According to SurveyMonkey, surveys where the sender has no prior relationship have response rates of 20% to 30% on the high end.
Whatever numbers you do get, keep making those efforts to bring response rates up. That way, you have a better chance of increasing your survey completion rate. How, you ask?
Tips to Increase Survey Completion
If you want to boost survey completions among your customers, try the following tips.
1. Keep your survey brief.
We shouldn’t cram lots of questions into one survey, even if it’s tempting. Sure, it’d be nice to have more data points, but random people will probably not hunker down for 100 questions when we catch them during their half-hour lunch break.
Keep it short. Pare it down in any way you can.
Survey completion rate versus number of questions is a correlative relationship — the more questions you ask, the fewer people will answer them all. If you have the budget to pay the respondents, it’s a different story — to a degree.
“If you’re paying for survey responses, you’re more likely to get completions of a decently-sized survey. You’ll just want to avoid survey lengths that might tire, confuse, or frustrate the user. You’ll want to aim for quality over quantity,” says Pamela Bump, Head of Content Growth at HubSpot.
2. Give your customers an incentive.
For instance, if they’re cats, you could give them a glass of water with a fish inside.

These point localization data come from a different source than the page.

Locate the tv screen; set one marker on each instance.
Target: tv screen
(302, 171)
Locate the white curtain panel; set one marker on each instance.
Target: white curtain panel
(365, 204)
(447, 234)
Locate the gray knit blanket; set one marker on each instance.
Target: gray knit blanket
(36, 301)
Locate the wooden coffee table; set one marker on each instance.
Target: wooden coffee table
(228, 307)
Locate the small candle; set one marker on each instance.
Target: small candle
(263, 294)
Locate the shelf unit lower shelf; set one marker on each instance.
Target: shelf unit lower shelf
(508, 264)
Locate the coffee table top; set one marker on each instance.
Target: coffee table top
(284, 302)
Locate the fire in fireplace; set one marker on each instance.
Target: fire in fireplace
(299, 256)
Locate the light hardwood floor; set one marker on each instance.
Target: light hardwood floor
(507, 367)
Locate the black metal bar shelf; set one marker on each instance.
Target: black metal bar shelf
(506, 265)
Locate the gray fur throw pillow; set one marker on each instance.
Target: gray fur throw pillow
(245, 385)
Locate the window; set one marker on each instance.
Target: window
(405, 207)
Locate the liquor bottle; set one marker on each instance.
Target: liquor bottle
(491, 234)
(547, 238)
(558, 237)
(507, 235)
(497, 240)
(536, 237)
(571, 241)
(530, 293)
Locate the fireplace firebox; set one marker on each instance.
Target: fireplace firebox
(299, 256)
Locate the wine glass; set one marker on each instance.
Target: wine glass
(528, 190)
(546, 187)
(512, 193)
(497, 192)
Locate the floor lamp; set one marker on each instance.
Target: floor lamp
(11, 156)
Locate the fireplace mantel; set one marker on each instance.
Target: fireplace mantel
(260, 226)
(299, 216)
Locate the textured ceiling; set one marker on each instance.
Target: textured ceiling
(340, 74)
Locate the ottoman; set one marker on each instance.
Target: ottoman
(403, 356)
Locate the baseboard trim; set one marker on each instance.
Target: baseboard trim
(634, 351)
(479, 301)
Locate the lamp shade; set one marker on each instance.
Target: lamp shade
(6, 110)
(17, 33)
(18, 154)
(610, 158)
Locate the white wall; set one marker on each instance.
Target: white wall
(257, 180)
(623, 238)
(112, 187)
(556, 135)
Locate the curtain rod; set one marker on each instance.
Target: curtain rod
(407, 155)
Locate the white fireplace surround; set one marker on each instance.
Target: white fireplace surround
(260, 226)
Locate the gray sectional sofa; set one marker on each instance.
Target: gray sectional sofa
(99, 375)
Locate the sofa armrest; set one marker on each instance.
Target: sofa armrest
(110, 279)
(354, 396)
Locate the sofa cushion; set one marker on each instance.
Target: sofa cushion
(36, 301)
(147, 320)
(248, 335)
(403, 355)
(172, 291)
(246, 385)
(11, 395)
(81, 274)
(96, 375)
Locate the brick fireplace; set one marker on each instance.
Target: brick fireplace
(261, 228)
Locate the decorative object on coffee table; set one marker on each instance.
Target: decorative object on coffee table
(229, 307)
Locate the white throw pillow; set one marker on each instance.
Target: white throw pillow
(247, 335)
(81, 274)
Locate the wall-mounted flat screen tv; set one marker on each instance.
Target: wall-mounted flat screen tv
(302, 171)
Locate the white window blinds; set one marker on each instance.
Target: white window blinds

Offer incentives that make sense for your target audience. If they feel like they are being rewarded for giving their time, they will have more motivation to complete the survey.
This can even accomplish two things at once — if you offer promo codes, discounts on products, or free shipping, it encourages them to shop with you again.
3. Keep it smooth and easy.
Keep your survey easy to read. Simplifying your questions has at least two benefits: People will understand the question better and give you the information you need, and people won’t get confused or frustrated and just leave the survey.
4. Know your customers and how to meet them where they are.
Here’s an anecdote about understanding your customers and learning how best to meet them where they are.
Early on in her role, Pamela Bump, HubSpot’s Head of Content Growth, conducted a survey of HubSpot Blog readers to learn more about their expertise levels, interests, challenges, and opportunities. Once published, she shared the survey with the blog’s email subscribers and a top reader list she had developed, aiming to receive 150+ responses.
“When the 20-question survey was getting a low response rate, I realized that blog readers were on the blog to read — not to give feedback. I removed questions that wouldn’t serve actionable insights. When I reshared a shorter, 10-question survey, it passed 200 responses in one week,” Bump shares.
Tip 5. Gamify your survey.
Make it fun! Brands have started turning surveys into eye candy with entertaining interfaces so they’re enjoyable to interact with.
Your respondents could unlock micro incentives as they answer more questions. You can word your questions in a fun and exciting way so it feels more like a BuzzFeed quiz. Someone saw the opportunity to make surveys into entertainment, and your imagination — well, and your budget — is the limit!
Your Turn to Boost Survey Completion Rates
Now, it’s time to start surveying. Remember to keep your user at the heart of the experience. Value your respondents’ time, and they’re more likely to give you compelling information. Creating short, fun-to-take surveys can also boost your completion rates.